Upacara perang-perangan ini bermaksud untuk mengusir
roh-roh jahat dan pada waktu ini, wanita berkesempatan untuk memukul pria yang
dibencinya atau pernah menyakiti hatinya. Sekarang ini, karena peperangan antar
clan sudah tidak ada lagi, maka upacara bis ini baru dilakukan bila terjadi
mala petaka di kampung atau apabila hasil pengumpulan bahan makanan tidak
mencukupi. Menurut kepercayaan, hal ini disebabkan roh-roh keluarga yang telah
meninggal yang belum diantar ketempat perisitirahatan terakhir, yaitu sebuah
pulau di muara sungai Sirets.
Patung bis menggambarkna rupa dari anggota keluarga
yang telah meninggal.
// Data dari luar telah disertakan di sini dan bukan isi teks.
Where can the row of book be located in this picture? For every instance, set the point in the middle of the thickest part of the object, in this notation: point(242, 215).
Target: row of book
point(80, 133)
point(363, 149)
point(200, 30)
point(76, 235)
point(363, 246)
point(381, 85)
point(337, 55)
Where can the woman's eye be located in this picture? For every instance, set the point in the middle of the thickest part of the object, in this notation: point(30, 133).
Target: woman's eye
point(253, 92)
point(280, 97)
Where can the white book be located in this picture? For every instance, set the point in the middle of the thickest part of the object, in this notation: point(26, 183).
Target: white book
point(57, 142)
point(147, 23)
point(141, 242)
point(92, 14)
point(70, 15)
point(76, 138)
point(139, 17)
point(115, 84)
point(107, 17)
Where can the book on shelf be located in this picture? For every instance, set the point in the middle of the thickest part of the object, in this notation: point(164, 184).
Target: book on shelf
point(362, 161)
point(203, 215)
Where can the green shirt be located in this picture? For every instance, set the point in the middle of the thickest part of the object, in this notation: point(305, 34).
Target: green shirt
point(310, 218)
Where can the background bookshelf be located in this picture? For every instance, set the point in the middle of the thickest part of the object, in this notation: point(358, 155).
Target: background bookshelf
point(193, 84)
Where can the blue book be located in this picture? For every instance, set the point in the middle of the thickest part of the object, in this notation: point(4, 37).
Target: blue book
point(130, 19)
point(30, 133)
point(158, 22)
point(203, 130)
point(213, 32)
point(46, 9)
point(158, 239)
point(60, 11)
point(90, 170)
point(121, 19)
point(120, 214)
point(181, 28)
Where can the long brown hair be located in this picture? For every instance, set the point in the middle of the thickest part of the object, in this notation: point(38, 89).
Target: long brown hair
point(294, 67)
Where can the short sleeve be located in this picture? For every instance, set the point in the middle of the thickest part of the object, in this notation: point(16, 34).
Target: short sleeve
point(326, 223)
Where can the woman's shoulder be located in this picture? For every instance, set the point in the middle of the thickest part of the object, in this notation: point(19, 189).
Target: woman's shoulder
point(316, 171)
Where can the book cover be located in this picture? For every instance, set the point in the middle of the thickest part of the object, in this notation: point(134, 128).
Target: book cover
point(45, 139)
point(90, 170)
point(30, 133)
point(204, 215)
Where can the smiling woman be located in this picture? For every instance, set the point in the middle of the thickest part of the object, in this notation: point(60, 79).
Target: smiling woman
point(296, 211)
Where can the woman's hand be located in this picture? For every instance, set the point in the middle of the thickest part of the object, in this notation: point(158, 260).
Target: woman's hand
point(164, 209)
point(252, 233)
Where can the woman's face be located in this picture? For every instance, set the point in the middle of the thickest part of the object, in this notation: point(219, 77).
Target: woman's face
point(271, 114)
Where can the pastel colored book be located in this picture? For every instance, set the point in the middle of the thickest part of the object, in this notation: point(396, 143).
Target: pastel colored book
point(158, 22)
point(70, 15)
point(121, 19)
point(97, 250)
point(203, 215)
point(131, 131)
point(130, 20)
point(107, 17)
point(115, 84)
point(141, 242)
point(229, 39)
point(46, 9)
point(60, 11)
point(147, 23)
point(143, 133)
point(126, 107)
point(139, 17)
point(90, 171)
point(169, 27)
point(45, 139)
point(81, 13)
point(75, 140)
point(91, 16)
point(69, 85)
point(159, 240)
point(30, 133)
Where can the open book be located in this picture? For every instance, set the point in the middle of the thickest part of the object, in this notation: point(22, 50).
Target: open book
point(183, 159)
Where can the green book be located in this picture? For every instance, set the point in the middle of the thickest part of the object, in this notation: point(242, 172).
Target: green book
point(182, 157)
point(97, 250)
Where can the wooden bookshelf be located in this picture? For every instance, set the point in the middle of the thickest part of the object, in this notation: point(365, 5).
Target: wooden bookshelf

Yang satu berdiri di atas bahu yang lain bersusun dan
paling utama berada di puncak bis. Setelah itu diberikan warna dan diberikan
hiasan-hiasan.Usai didandani, patung bis ini diletakkan di atas suatu panggung
yang dibangun dirumah panjang. Pada saat itu, keluarga yang ditinggalkan akan
mengatakan bahwa pembalasan dendam telah dilaksanakan dan mereka mengharapkan
agar roh-roh yang telah meninggal itu berangkat ke pulau Sirets dengan tenang.
Mereka juga memohon agar keluarga yang ditinggalkan tidak diganggu dan
diberikan kesuburan. Biasanya, patung bis ini kemudian ditaruh dan ditegakkan
di daerah sagu hingga rusak.
- Upacara pengukuhan dan pembuatan rumah bujang (yentpokmbu)
Orang-orang Asmat mempunyai 2 tipe rumah, yaitu rumah
keluarga dan rumah bujang (je). Rumah bujang inilah yang amat penting bagi
orang-orang Asmat. Rumah bujang ini dinamakan sesuai nama marga (keluarga)
pemiliknya.
Rumah bujang merupakan pusat kegiatan baik yang
bersifat religius maupun yang bersifat nonreligius. Suatu keluarga dapat
tinggal di sana, namun apabila ada suatu penyerangan yang akan direncanakan
atau upacara-upacara tertentu, wanita dan anak-anak dilarang masuk. Orang-orang
Asmat melakukan upacara khusus untuk rumah bujang yang baru, yang dihadiri oleh
keluarga dan kerabat. Pembuatan rumah bujang juga diikuti oleh beberapa orang
dan upacara dilakukan dengan tari-tarian dan penabuhan tifa.